A Ford considera o desenvolvimento de um motor híbrido flex para aplicação em veículos destinados ao mercado brasileiro. Uma possibilidade impensável há alguns anos, quando a montadora decidiu dedicar os seus recursos para veículos puramente elétricos.
De acordo com o CEO da empresa na região, Martín Galdeano, a empresa voltou a cogitar o motor híbrido flex em sua oferta. Ainda que não exista, segundo o executivo, um prazo para que a montadora torne isso uma realidade comercial.

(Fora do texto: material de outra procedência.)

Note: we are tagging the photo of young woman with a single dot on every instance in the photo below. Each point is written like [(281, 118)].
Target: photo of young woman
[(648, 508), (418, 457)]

“Não descartamos a possibilidade. Temos um time no centro de engenharia da Bahia que é especialista em etanol, em motores flex. Profissionais que trabalham hoje em homologação dos veículos importados e, também, em projetos globais envolvendo esses temas”, contou o CEO na terça-feira, 10.
“Já temos veículos híbridos, precisamos ver como será o mercado daqui pra frente”, completou Galdeano, que assumiu a posição em janeiro de 2024 sucedendo a Daniel Justo, que foi transferido para Detroit (EUA).
Ford promete 10 lançamentos para 2025
Atualmente a empresa tem um line-up na região formado por modelos a gasolina, híbridos e elétricos. Porém, a Ford não tem nenhum híbrido flex, tendência já vista no país e que tende a tomar mais corpo na esteira do Programa Mover e suas metas de descarbonização da frota.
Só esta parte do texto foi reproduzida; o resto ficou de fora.